Ti candidi per una posizione da analyst e scopri che in shortlist con te ci sono un ingegnere gestionale e un laureato in statistica. Le aziende apprezzano sempre più chi sa lavorare con i dati, e così i profili STEM sono entrati in massa nei ruoli business. Molti laureati in Economia lo vivono come una sconfitta annunciata. È un errore di lettura — e una grande opportunità per chi capisce come giocarsela.

Perché le aziende guardano ai profili STEM

La risposta è semplice: i dati sono diventati la materia prima delle decisioni, e i profili tecnici sanno maneggiarli. Reporting automatizzato, dashboard, analisi: dove prima bastava il buon senso commerciale, oggi serve anche capacità quantitativa. Le aziende non hanno smesso di cercare profili economici — hanno smesso di cercare profili economici che non sanno toccare i dati.

L'errore: inseguire gli STEM sul loro terreno

La reazione istintiva — «allora imparo a programmare» — è quasi sempre sbagliata. Non diventerai mai più bravo di un informatico a scrivere codice, e nel tentativo diluisci il tuo vero vantaggio. La partita non si vince sul loro terreno: si vince sul terreno che loro non coprono.

Il profilo che scarseggia (e che puoi diventare tu)
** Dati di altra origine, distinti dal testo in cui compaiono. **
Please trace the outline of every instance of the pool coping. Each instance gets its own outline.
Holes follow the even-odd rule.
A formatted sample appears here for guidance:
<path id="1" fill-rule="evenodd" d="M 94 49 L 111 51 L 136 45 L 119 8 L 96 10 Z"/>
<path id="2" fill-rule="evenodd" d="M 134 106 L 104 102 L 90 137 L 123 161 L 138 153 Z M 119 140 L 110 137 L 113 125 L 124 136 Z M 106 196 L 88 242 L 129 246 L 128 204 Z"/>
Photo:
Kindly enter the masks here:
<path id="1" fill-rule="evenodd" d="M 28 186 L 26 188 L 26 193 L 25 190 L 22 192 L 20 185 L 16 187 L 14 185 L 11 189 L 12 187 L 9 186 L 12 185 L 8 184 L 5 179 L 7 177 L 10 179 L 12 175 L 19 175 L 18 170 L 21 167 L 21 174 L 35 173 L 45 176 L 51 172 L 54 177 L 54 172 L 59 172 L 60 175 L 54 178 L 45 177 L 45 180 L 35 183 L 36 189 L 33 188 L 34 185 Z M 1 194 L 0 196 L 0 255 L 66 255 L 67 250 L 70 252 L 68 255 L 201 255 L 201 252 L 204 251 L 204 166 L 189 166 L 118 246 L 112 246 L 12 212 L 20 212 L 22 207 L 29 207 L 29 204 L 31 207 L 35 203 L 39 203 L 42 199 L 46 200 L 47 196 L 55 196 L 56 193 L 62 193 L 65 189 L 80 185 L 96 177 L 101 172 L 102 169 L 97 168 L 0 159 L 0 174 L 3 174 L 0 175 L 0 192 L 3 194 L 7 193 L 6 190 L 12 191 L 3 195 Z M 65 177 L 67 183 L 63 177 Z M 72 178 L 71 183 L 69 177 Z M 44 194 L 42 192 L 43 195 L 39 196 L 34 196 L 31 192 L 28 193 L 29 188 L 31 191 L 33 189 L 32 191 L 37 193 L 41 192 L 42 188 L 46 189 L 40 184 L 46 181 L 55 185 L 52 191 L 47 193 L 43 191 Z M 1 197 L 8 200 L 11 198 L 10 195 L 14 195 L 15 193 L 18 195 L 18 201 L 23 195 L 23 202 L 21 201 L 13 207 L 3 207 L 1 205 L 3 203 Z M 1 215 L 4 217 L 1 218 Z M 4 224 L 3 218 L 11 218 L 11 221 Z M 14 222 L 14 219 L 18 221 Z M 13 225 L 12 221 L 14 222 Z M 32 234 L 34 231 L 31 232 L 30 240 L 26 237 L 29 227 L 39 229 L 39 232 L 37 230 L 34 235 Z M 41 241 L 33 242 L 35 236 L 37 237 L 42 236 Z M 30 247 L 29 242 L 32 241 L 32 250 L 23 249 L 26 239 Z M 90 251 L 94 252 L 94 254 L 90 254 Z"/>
L'ingegnere sa costruire l'analisi; ma chi la traduce in una decisione di business? Chi capisce che quel calo di marginalità dipende dal mix di canale, che quella dashboard va presentata in modo diverso al CFO e al direttore vendite, che dietro un numero c'è un cliente? Il profilo più richiesto — e più raro — è chi unisce la visione di business alla capacità di lavorare con i dati: abbastanza tecnico da essere autonomo (Excel avanzato, Power BI, SQL base), abbastanza business da dare senso ai numeri. Per un laureato in Economia, la parte business c'è già: va aggiunta quella tecnica, ed è la più veloce da imparare — come spieghiamo nella guida alle competenze che l'università non insegna.

Come dimostrarlo al colloquio

Le dichiarazioni non bastano: serve la prova. Un portfolio con un'analisi di bilancio commentata e una dashboard costruita da te dice in trenta secondi quello che nessuna frase sul CV può dire: che sai fare entrambe le cose. Al colloquio, racconta i numeri come storie di business («ho visto che X calava, ho ipotizzato Y, ho verificato con Z»): è esattamente il linguaggio che un profilo puramente tecnico fatica a parlare.

IN SINTESI

Non competere con gli STEM sulla tecnica: aggiungi la tecnica al tuo business acumen. Excel avanzato + Power BI + SQL base + capacità di tradurre numeri in decisioni = il profilo più raro e richiesto nei ruoli business.